Il problema è però la fiducia. Perché, fortunatamente non siamo tutti uguali, e affinché il gioco tra le persone funzioni, è necessaria tanta, spassionata, incondizionata fiducia.
Serve tanta buona volontà, e nutrire tanto amore per le persone. Non è giusto considerare i nostri simili come esseri randagi e maleducati di default.
Io ci provo a sostituire la condanna preventiva, alla fiducia e al perdono preventivi. Una volta tamponai leggermente un idiota irascibile, la sua macchina era intatta, la mia anche, ma stavamo arrivando alle mani.
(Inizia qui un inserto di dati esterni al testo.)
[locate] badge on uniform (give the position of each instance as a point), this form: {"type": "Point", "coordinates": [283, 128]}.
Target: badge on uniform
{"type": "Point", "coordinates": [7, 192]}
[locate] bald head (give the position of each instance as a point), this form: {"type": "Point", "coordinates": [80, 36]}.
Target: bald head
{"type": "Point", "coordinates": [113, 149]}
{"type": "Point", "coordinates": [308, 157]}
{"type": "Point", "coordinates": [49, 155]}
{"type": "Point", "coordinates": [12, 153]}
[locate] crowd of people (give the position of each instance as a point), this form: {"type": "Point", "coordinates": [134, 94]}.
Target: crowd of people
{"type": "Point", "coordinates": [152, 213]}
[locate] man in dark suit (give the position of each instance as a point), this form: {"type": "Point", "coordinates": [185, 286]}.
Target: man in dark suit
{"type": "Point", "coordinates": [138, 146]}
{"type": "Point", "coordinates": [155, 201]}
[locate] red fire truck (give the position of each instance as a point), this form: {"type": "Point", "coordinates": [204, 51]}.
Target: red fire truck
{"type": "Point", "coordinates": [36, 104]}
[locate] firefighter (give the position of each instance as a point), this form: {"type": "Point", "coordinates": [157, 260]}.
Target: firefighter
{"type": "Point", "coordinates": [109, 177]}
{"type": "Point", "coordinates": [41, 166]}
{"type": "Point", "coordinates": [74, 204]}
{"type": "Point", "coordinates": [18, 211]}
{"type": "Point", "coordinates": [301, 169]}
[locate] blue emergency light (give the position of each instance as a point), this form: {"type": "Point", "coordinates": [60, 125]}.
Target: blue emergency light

Dopo quell'episodio pensai che se qualcuno mi fosse mai venuto a tamponare mi sarei comportato in maniera estremamente cortese e garbata. Lo avrei sì fatto sentire una piccola cacchina, ma lo avrei fatto con gentilezza, e sorridendo. Come dire: "Ti stronco, ma ti voglio bene, lurido pezzo di merda".
E dopo qualche giorno non mancò l'occasione.
Perché io ed una tizia avevamo da poco parcheggiato, e prima di uscire mi accorgo che una macchinina dinanzi alla mia s'affaticava per parcheggiare, esibendo manovre inconsulte da pisciarsi addosso per l'inettitudine.
Intimo a chi mi è accanto di pazientare perchè mi sorge un presentimento.
Perché dopo essere riuscita ad infilare la macchina nello spazio, la donna al volante (non poteva essere altrimenti), comincia una pericolosa retromarcia anticipata da un'anomala sgassata. Con molto rumore e poco slancio, mi viene addosso.
Crash
, e l'impatto previsto si verifica.

Tre secondi di ibernazione mentale per confermare a me stesso che devo essere cortese, gentile, affabile, sinceramente rassicurante, e far valere i miei diritti con magnanimità.
Sorrido alla donna agitata e in preda ad un ingiustificato panico. La rassicuro e le chiedo se sta bene (ma che cazzo chiedo? Mica è finita sotto un TIR! Al massimo si sarà spezzata un'unghia... che idiota).
Una rapida occhiata alla
mia macchina: sembra intatta, nessun danno, nessun graffio, sembra apposto. Anche la sua macchina, signora, sembra integra. Non si preoccupi, stia tranquilla, va tutto bene, le auguro una buona serata, arrivederci.
Che gentiluomo...

Con l'aria soddisfatta di chi ha fatto un passo in avanti verso la redenzione, mi accinsi a trascorrere una serata gaia, da persona normale, in armonia col mondo ed i suoi abitanti che cominciavano a non farmi più così tanta pena.
Durante le fasi del rientro, tuttavia, sentivo strani rumori provenire dall'avantreno della mia fiat tempra... e che sarà mai? Proseguii. Ad un certo punto sentii un decrepitare di frantumi di origine ignota. Mi fermai, scesi dalla macchina e... Eureka!!!
Entrambi i fari erano in frantumi. L'innocuo impatto m'aveva distrutto i fari della macchina, e per concentrarmi a fare il galantuomo del cazzo non me accorsi nemmeno...

- E adesso che fai?

- E che cazzo vuoi che faccia? Porca puttana...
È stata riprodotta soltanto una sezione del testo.